Search code examples
rstatisticsbuilt-ingeometric-mean

Geometric Mean: is there a built-in?


I tried to find a built-in for geometric mean but couldn't.

(Obviously a built-in isn't going to save me any time while working in the shell, nor do I suspect there's any difference in accuracy; for scripts I try to use built-ins as often as possible, where the (cumulative) performance gain is often noticeable.

In case there isn't one (which I doubt is the case) here's mine.

gm_mean = function(a){prod(a)^(1/length(a))}

Solution

  • Here is a vectorized, zero- and NA-tolerant function for calculating geometric mean in R. The verbose mean calculation involving length(x) is necessary for the cases where x contains non-positive values.

    gm_mean = function(x, na.rm=TRUE){
      exp(sum(log(x[x > 0]), na.rm=na.rm) / length(x))
    }
    

    Thanks to @ben-bolker for noting the na.rm pass-through and @Gregor for making sure it works correctly.

    I think some of the comments are related to a false-equivalency of NA values in the data and zeros. In the application I had in mind they are the same, but of course this is not generally true. Thus, if you want to include optional propagation of zeros, and treat the length(x) differently in the case of NA removal, the following is a slightly longer alternative to the function above.

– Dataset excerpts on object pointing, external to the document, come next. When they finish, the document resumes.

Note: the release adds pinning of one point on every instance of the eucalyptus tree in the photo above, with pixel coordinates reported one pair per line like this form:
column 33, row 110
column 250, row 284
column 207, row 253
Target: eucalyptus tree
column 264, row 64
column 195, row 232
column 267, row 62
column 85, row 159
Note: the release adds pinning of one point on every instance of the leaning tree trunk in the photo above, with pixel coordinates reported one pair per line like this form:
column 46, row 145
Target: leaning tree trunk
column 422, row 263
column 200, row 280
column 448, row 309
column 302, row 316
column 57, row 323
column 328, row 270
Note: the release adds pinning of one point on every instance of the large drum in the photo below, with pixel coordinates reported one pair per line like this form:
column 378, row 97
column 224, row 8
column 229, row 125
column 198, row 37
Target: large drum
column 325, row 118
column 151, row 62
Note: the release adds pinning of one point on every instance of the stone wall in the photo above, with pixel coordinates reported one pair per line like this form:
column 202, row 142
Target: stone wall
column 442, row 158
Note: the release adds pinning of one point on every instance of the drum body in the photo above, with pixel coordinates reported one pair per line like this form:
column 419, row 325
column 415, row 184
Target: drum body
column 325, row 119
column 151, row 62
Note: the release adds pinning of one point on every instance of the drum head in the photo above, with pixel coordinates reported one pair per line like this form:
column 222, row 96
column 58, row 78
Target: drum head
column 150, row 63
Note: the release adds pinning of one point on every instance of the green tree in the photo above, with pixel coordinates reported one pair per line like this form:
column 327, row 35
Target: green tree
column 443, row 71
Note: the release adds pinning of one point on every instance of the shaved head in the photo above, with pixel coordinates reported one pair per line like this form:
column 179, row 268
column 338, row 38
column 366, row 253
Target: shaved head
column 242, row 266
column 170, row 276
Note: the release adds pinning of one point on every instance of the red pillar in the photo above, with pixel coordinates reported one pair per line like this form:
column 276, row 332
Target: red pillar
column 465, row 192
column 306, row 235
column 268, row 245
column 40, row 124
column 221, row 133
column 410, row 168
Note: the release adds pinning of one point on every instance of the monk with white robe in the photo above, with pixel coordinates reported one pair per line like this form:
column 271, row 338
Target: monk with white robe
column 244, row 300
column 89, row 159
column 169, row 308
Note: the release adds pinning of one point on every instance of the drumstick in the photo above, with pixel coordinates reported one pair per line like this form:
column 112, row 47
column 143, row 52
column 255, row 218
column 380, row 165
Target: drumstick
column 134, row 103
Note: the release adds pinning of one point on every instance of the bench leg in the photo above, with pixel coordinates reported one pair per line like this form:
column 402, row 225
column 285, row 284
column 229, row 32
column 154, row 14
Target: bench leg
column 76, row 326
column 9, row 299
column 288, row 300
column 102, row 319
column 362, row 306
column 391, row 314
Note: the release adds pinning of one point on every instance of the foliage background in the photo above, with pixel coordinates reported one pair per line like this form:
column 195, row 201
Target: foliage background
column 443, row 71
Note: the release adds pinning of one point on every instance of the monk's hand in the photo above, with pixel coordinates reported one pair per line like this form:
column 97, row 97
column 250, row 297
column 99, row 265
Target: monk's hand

    gm_mean = function(x, na.rm=TRUE, zero.propagate = FALSE){
      if(any(x < 0, na.rm = TRUE)){
        return(NaN)
      }
      if(zero.propagate){
        if(any(x == 0, na.rm = TRUE)){
          return(0)
        }
        exp(mean(log(x), na.rm = na.rm))
      } else {
        exp(sum(log(x[x > 0]), na.rm=na.rm) / length(x))
      }
    }
    

    Note that it also checks for any negative values, and returns a more informative and appropriate NaN respecting that geometric mean is not defined for negative values (but is for zeros). Thanks to commenters who stayed on my case about this.